Malaysia’s election uncertainty drags out as party dithers
KUALA LUMPUR, Malaysia (AP) — Malaysia’s longest-ruling coalition said Monday it has not decided which bloc to support after weekend divisive elections left neither with enough seats to form a government on its own.
The National Front’s announcement has prolonged election uncertainty. King Sultan Abdullah Sultan Ahmad Shah extended by a day a 2 p.m. deadline for political leaders to submit their choice for prime minister and an alliance that represents a parliamentary majority.
Opposition leader Anwar Ibrahim’s reformist bloc secured 82 seats in the federal Parliament, far short of the 112 needed for a simple majority The Malay nationalist alliance led by former Prime Minister Muhyiddin Yassin trailed with 73 seats, but it has secured the support of blocs in two states on Borneo island that jointly hold 28 seats.
The National Front, led by the United Malays National Organization, had ruled since Malaysia’s independence from Britain in 1957 but suffered s shocking defeat in 2018 polls to Anwar’s bloc. Its plan for a strong comeback was dashed after winning only 30 seats in Saturday’s election as many ethnic Malays abandoned the graft-tainted party for Muhyiddin’s bloc.
Anwar told a news conference the two sides held talks earlier on a “unity government” that would focus on good governance and strengthening the economy but the National Front wanted more time to consider. He noted that his bloc was not just the biggest but also won the popular vote with over a million more than its closest rival.
“I am still very optimistic that we would be able to form a government that is more transparent, more democratic to safeguard the interest” of the people, Anwar said.
But any possible deal may be hindered by a split in the National Front.
Muhyiddin’s camp claimed that 18 National Front lawmakers are on its side. After the king extended the deadline for political parties, the National Alliance said in a statement it had already handed to the palace written oaths from more than 112 lawmakers to support Muhyiddin as the next prime minister, giving it the majority.
UMNO President Ahmad Zahid Hamidi, however, said any statement by individual lawmakers supporting any bloc was invalid because a decision must be made collectively by the coalition’s highest decision-making body. Anyone going against it can be sacked, he warned.
Zahid, who faces dozens of graft charges, is facing a revolt within his party amid growing calls for him to resign and take responsibility for the election losses. Some lawmakers who won have openly voiced their support for Muhyiddin’s bloc but others warned reviving such a partnership may lead to a repeat of the infighting that led to political turmoil.
Hishammuddin Hussein, an UMNO vice president, issued a statement on Facebook to reiterate his refusal to support Anwar’s bloc. “I am willing to be fired by the party but will never change this firm stance,” he said.

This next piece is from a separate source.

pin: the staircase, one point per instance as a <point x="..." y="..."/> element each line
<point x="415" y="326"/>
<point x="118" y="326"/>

Any deal will have to be approved by Sultan Abdullah. The king’s role is largely ceremonial in Malaysia, but he appoints the person he believes has majority support in Parliament as prime minister.
The current scenario is a replay of what happened in 2020, when Muhyiddin abandoned Anwar’s ruling alliance, causing its collapse, and joined hands with UMNO to form a new government. Sultan Abdullah at the time requested written oaths from all 222 lawmakers and later interviewed them separately before picking Muhyiddin as prime minister. But his government was beset by internal rivalries and Muhyiddin resigned after 17 months.
Saturday’s election outcome stunned many Malaysians who had hoped for stability and unity after political turmoil that has seen three prime ministers since 2018 polls.
Muhyiddin’s alliance entered Saturday’s polls as an underdog but enjoyed an unexpected surge of support. Its hard-line ally is the Pan-Malaysian Islamic Party, the biggest winner with a haul of 49 seats — more than double what it won in 2018. Known as PAS, it touts Sharia, rules three states and is now the single largest party. Its rise has stoked fears of greater Islamization in the country.
Many rural Malays, who form two-thirds of Malaysia’s 33 million people — which includes large minorities of ethnic Chinese and Indians — fear they may lose their rights with greater pluralism under Anwar’s multiethnic alliance. This, together with corruption in UMNO, has benefited Muhyiddin’s bloc.